Buddy Roemer, former governor of Louisiana and member of Congress from 1981 to 1988, is the new darling of the "fair" trade community, having announced his Republican candidacy for president on July 27.
Roemer, a graduate of the Harvard Business School, got into the race because he believes the U.S. economy will fall off a cliff if the federal government doesn't address the most important economic issue of the time: unfair trade that is destroying the U.S. manufacturing sector. "The global free trade experiment has been tried and has proved to be a disaster to our economy," he says. "I am the only presidential candidate that is talking the truth about global free trade."
As founder and head of Business First Bank, a small business community bank for the past 16 years, Roemer has watched as his American industrial clients have been wiped out by Chinese competition. In his first speech on how to restore jobs, Roemer said that no other candidate for president either has the insight or the guts to recognize what has gone wrong with the American economy. They have all been bought off by corporations and bankers that benefit from the unfair global trading system.
"There is a bear in the room," says Roemer. "It's fat. It's eaten our jobs." That bear is China. "Why is it I'm the only presidential candidate who can see the bear?" he asks. "Could it be that I'm the only one who has not sold himself out to the big corporations, PACs and their campaign money?"
Roemer's focus is on rebuilding American industry through changes in the tax code that encourage U.S. production and through a "fair trade adjustment" tax on products made in countries that provide their manufacturers with unfair advantages. Once industry is re-established, most every other U.S. economic ailment, from housing to health care to unsustainable government deficits, will be ameliorated.

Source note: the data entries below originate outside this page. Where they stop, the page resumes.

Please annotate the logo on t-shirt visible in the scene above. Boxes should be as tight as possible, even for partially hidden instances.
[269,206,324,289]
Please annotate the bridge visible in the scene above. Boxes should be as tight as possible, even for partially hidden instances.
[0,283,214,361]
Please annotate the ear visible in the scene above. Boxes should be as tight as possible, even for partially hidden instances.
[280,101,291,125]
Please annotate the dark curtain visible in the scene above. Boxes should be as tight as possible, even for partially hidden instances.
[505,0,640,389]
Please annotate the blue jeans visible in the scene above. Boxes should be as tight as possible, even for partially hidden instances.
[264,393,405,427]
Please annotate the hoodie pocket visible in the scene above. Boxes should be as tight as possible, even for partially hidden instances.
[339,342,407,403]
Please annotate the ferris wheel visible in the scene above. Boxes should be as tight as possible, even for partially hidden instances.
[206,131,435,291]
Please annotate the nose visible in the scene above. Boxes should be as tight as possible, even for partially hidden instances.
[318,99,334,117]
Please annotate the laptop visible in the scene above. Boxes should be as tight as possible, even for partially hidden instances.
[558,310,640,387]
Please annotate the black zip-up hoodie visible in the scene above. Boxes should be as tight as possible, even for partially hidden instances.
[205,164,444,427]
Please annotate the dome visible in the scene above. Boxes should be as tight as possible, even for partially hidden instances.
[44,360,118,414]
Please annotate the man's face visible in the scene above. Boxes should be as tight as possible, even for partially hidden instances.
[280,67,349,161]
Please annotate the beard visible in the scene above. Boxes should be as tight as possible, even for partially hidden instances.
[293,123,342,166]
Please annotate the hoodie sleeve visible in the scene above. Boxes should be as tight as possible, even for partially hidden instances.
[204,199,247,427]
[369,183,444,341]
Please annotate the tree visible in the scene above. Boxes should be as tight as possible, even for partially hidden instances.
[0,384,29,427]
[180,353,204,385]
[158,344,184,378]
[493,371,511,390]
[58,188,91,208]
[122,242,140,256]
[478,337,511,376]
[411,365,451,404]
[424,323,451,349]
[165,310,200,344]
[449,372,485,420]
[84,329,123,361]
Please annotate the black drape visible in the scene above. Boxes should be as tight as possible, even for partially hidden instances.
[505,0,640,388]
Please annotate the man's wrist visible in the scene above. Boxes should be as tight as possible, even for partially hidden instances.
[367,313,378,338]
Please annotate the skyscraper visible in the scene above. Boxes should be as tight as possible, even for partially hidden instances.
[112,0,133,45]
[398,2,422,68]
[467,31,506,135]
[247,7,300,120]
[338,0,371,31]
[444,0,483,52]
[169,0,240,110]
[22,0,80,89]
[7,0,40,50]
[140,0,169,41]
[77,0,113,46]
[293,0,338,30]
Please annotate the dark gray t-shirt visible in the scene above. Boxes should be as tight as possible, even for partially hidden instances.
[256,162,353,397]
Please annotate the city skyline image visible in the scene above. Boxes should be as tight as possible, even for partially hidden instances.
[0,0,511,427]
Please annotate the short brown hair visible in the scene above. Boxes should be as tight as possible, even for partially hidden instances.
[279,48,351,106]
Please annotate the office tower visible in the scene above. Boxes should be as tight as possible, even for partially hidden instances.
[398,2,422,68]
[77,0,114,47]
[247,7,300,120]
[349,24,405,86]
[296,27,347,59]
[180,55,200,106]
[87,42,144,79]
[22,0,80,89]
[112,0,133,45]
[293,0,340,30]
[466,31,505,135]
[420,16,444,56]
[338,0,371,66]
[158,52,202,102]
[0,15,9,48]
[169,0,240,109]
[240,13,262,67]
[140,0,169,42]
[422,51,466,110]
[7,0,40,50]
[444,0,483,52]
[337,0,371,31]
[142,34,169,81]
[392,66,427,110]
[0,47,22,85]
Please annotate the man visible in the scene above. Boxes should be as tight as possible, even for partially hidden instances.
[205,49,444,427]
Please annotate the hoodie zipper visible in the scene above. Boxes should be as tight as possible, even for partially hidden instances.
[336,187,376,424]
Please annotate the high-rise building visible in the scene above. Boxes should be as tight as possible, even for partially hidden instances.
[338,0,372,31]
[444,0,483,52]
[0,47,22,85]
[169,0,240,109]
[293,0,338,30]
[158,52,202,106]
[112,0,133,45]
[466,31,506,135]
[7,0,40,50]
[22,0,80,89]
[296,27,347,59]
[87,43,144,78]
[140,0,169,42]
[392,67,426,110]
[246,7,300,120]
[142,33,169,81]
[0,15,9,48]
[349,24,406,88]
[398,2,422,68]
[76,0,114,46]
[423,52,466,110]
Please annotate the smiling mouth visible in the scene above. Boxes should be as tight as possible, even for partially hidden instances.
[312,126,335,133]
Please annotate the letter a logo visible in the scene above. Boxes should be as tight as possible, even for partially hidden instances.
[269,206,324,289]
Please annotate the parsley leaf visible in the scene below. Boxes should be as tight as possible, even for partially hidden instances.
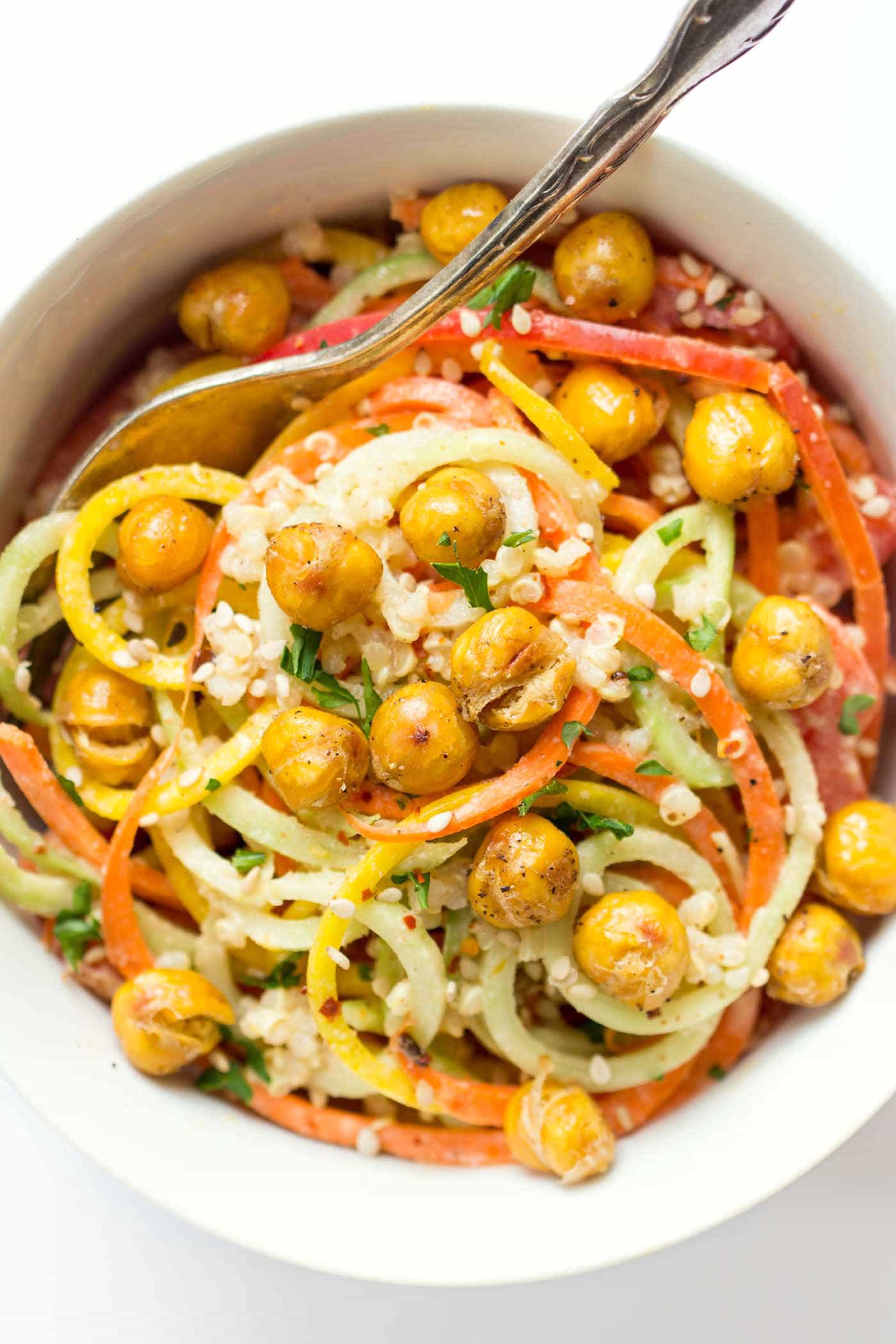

Roemer rails against free-trade orthodoxy, arguing that the United States places taxes on factories operating in America while having "eliminated any tax on factories that produce goods abroad and import those goods into America." This has led to a flood of cheap imports that have destroyed industries and millions of jobs. "We allow them to do it for free," he proclaims. "We tax our guys. You come beat us to death. By doing this, we have not only allowed our manufacturing industries to move outside the country, we have encouraged them to leave America and go overseas. It's cheaper and it's tax-free!"
Roemer speaks clearly and in perfectly constructed sentences, with no "ums" or "you knows," and in a sonorous southern accent, similar to that of Perot's but without the nasalness. He exudes a populist sense of confidence and competence. He also has more political experience than most of the other Republican candidates in the race. He won't go AWOL a la Trump.
He calls himself a crotchety old man, though 67 can't be considered old. He represents a generation of Americans that missed the presidency. Ronald Reagan (born 1911) and George H.W. Bush (born 1924) were of the World War II generation. The presidency skipped the in-between generation (those born between 1928 and 1945 -- too young for WW-II and too old for Vietnam), directly to the Baby Boomers, with Bill Clinton (born 1946), followed by George W. Bush (born 1946) and then Obama (1961).
Roemer made is jobs speech standing directly in front of the Chinese Embassy in Washington. "Governor Huntsman made his [jobs speech] in New Hampshire," said Roemer. "Governor Romney will make his in Nevada. I made mine where the problem is. The problem is not in Nevada. The problem is not in New Hampshire. The problem is not in Congress. The problem is in the bear den."